Question

If \( y(x) = v(x) \sec x \) is the solution of \[ y'' - (2 \tan x) y' + 5y = 0, -\frac{\pi}{2} < x < \frac{\pi}{2}, \text{ satisfying } y(0) = 0 \text{ and } y'(0) = \sqrt{6}, \] then \( v \left( \frac{\pi}{6 \sqrt{6}} \right) \) is .............. (correct up to two decimal places). 
 

Hint:

When solving second-order differential equations, always use the initial conditions to determine the constants in the solution.

Answer 1

Correct Answer: 0.5

Step 1: Solve the given second-order differential equation.
We are given the second-order linear differential equation \( y'' - (2 \tan x) y' + 5y = 0 \). The general solution to this equation can be found using standard methods for solving linear ODEs, such as undetermined coefficients or variation of parameters.

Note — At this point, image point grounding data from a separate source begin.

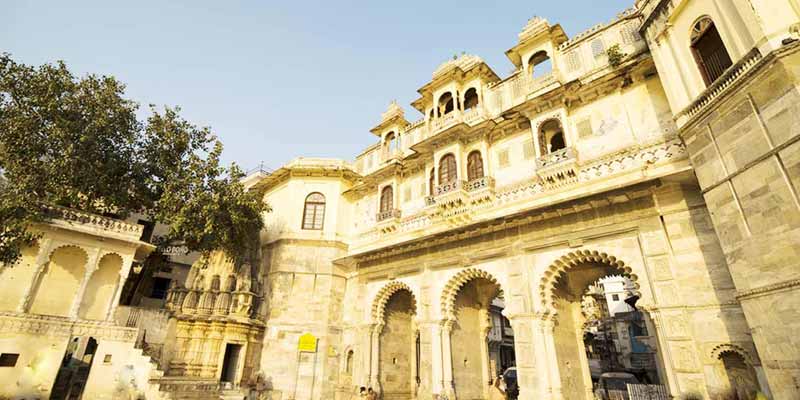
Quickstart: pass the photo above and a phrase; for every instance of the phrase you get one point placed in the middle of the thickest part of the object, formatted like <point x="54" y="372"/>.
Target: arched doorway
<point x="601" y="341"/>
<point x="101" y="287"/>
<point x="735" y="372"/>
<point x="61" y="279"/>
<point x="398" y="373"/>
<point x="481" y="340"/>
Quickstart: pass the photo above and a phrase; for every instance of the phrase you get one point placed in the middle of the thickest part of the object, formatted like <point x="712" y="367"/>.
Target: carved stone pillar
<point x="91" y="266"/>
<point x="663" y="350"/>
<point x="374" y="375"/>
<point x="485" y="327"/>
<point x="447" y="359"/>
<point x="529" y="368"/>
<point x="548" y="326"/>
<point x="433" y="330"/>
<point x="543" y="367"/>
<point x="123" y="275"/>
<point x="42" y="258"/>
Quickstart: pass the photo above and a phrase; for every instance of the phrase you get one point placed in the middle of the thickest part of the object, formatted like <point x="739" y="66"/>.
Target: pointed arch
<point x="551" y="275"/>
<point x="455" y="283"/>
<point x="383" y="296"/>
<point x="718" y="351"/>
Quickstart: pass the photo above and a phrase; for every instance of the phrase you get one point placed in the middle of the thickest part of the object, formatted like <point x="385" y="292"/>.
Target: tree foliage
<point x="76" y="142"/>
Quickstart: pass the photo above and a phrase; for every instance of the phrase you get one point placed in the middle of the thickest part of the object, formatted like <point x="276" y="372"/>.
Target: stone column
<point x="447" y="359"/>
<point x="123" y="275"/>
<point x="543" y="367"/>
<point x="548" y="326"/>
<point x="374" y="374"/>
<point x="91" y="266"/>
<point x="529" y="368"/>
<point x="42" y="258"/>
<point x="433" y="330"/>
<point x="485" y="328"/>
<point x="586" y="372"/>
<point x="663" y="350"/>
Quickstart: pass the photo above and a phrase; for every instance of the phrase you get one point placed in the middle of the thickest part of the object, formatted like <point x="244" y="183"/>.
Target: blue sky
<point x="276" y="80"/>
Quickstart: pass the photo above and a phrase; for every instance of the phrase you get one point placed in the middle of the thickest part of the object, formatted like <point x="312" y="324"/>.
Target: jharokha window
<point x="387" y="199"/>
<point x="314" y="211"/>
<point x="432" y="181"/>
<point x="474" y="165"/>
<point x="447" y="169"/>
<point x="709" y="51"/>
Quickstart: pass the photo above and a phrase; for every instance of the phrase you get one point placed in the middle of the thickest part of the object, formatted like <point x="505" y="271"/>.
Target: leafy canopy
<point x="76" y="142"/>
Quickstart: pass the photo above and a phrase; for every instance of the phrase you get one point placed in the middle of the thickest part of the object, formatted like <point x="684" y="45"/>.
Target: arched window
<point x="390" y="143"/>
<point x="540" y="65"/>
<point x="447" y="169"/>
<point x="446" y="104"/>
<point x="470" y="99"/>
<point x="432" y="181"/>
<point x="709" y="51"/>
<point x="387" y="199"/>
<point x="474" y="165"/>
<point x="551" y="137"/>
<point x="314" y="211"/>
<point x="348" y="365"/>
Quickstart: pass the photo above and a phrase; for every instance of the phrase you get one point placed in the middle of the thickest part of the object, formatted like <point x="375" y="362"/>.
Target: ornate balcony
<point x="446" y="121"/>
<point x="558" y="168"/>
<point x="473" y="116"/>
<point x="388" y="220"/>
<point x="482" y="183"/>
<point x="430" y="201"/>
<point x="481" y="191"/>
<point x="93" y="224"/>
<point x="384" y="215"/>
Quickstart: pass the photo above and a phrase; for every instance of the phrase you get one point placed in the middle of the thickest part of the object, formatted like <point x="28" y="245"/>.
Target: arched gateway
<point x="579" y="356"/>
<point x="393" y="311"/>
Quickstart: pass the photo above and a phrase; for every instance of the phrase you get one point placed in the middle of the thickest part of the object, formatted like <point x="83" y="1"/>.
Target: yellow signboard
<point x="307" y="343"/>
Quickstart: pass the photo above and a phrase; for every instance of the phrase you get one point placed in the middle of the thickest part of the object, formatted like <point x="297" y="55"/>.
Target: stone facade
<point x="659" y="147"/>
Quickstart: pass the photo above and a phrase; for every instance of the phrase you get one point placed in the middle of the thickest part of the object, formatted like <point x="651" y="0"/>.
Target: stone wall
<point x="659" y="234"/>
<point x="746" y="154"/>
<point x="304" y="294"/>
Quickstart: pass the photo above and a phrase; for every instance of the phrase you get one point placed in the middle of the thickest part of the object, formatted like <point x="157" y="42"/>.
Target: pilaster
<point x="46" y="245"/>
<point x="91" y="266"/>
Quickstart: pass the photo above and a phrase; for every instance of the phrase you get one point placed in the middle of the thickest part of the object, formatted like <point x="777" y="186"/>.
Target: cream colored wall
<point x="100" y="289"/>
<point x="288" y="199"/>
<point x="39" y="359"/>
<point x="62" y="277"/>
<point x="742" y="25"/>
<point x="15" y="280"/>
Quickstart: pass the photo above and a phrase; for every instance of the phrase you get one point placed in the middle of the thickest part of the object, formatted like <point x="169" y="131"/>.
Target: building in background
<point x="659" y="147"/>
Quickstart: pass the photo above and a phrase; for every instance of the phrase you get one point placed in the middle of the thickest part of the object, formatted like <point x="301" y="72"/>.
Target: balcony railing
<point x="473" y="115"/>
<point x="449" y="187"/>
<point x="556" y="157"/>
<point x="484" y="182"/>
<point x="93" y="221"/>
<point x="446" y="121"/>
<point x="389" y="214"/>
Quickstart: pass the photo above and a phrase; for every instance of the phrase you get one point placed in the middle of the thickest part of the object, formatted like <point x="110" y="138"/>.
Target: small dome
<point x="534" y="26"/>
<point x="465" y="61"/>
<point x="392" y="111"/>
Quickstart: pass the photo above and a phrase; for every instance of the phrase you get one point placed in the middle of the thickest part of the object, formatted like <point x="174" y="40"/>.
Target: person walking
<point x="497" y="389"/>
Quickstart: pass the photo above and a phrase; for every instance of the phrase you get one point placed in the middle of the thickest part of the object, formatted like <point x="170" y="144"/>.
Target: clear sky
<point x="279" y="79"/>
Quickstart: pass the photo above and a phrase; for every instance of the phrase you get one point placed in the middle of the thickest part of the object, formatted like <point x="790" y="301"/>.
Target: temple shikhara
<point x="623" y="207"/>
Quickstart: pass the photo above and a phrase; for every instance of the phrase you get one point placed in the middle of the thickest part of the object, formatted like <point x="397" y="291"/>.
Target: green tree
<point x="76" y="142"/>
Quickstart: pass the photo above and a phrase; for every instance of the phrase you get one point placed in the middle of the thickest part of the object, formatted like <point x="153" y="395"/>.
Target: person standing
<point x="497" y="389"/>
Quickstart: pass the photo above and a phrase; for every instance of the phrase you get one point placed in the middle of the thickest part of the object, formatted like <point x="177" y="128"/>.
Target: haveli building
<point x="661" y="147"/>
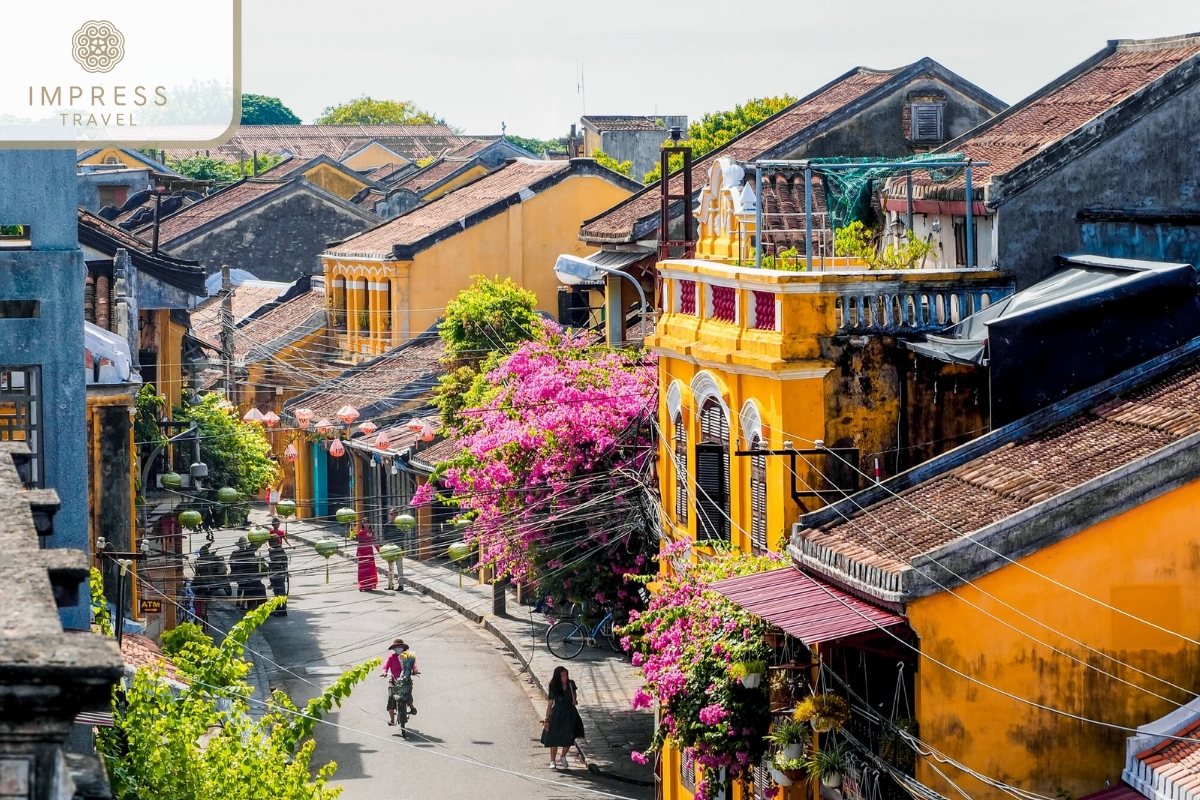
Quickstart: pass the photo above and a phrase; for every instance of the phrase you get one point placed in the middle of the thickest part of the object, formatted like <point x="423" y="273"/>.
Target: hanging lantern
<point x="190" y="518"/>
<point x="327" y="547"/>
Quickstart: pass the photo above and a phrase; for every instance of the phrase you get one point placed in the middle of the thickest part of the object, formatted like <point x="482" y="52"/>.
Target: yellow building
<point x="391" y="282"/>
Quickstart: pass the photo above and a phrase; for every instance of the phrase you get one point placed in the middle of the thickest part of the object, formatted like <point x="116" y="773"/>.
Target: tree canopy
<point x="261" y="109"/>
<point x="367" y="110"/>
<point x="717" y="127"/>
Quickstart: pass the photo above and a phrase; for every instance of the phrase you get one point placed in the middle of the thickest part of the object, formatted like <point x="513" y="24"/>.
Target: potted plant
<point x="828" y="764"/>
<point x="826" y="713"/>
<point x="790" y="737"/>
<point x="749" y="672"/>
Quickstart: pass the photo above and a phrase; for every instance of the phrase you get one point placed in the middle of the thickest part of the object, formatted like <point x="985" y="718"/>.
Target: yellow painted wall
<point x="1145" y="561"/>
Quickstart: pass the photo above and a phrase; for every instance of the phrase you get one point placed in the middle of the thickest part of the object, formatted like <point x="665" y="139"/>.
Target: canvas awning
<point x="802" y="606"/>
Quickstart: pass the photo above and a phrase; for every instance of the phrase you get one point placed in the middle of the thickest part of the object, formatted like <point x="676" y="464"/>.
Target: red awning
<point x="809" y="609"/>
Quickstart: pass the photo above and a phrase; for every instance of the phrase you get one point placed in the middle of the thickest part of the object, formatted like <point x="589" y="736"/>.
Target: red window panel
<point x="725" y="304"/>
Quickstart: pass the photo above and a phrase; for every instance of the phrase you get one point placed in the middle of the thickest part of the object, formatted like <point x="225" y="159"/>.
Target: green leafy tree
<point x="261" y="109"/>
<point x="623" y="167"/>
<point x="366" y="110"/>
<point x="717" y="127"/>
<point x="179" y="744"/>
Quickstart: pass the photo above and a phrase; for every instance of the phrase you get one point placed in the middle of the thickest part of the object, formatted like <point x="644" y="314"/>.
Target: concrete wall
<point x="1150" y="166"/>
<point x="276" y="241"/>
<point x="39" y="187"/>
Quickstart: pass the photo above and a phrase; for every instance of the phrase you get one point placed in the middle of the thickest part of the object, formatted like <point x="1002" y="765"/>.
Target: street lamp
<point x="573" y="270"/>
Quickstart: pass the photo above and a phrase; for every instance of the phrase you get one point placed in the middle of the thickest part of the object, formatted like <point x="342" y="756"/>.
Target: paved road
<point x="474" y="711"/>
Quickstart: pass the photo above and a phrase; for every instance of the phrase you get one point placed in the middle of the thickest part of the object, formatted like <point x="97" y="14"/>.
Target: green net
<point x="849" y="191"/>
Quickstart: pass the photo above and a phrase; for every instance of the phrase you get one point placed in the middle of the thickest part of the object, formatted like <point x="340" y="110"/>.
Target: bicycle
<point x="565" y="638"/>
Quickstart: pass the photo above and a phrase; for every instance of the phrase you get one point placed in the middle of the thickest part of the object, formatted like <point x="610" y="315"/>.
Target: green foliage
<point x="261" y="109"/>
<point x="715" y="128"/>
<point x="366" y="110"/>
<point x="606" y="161"/>
<point x="177" y="744"/>
<point x="856" y="240"/>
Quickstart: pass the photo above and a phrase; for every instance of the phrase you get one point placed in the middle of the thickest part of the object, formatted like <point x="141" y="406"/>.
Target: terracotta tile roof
<point x="247" y="299"/>
<point x="1049" y="115"/>
<point x="215" y="206"/>
<point x="450" y="209"/>
<point x="623" y="122"/>
<point x="337" y="142"/>
<point x="1018" y="475"/>
<point x="617" y="224"/>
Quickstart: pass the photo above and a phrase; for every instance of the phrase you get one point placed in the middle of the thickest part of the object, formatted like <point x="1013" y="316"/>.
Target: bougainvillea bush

Step 2: Use the given initial conditions.
Using the initial conditions \( y(0) = 0 \) and \( y'(0) = \sqrt{6} \), we determine the constants in the solution. The solution for \( v(x) \) is then found as \( v(x) = \sec x \).

Step 3: Evaluate \( v \left( \frac{\pi}{6 \sqrt{6}} \right) \).
Now, evaluate \( v \left( \frac{\pi}{6 \sqrt{6}} \right) \). Since \( v(x) = \sec x \), we compute: \[ v \left( \frac{\pi}{6 \sqrt{6}} \right) = \sec \left( \frac{\pi}{6 \sqrt{6}} \right). \] Using a calculator, we find that \( v \left( \frac{\pi}{6 \sqrt{6}} \right) \approx \boxed{1.155} \).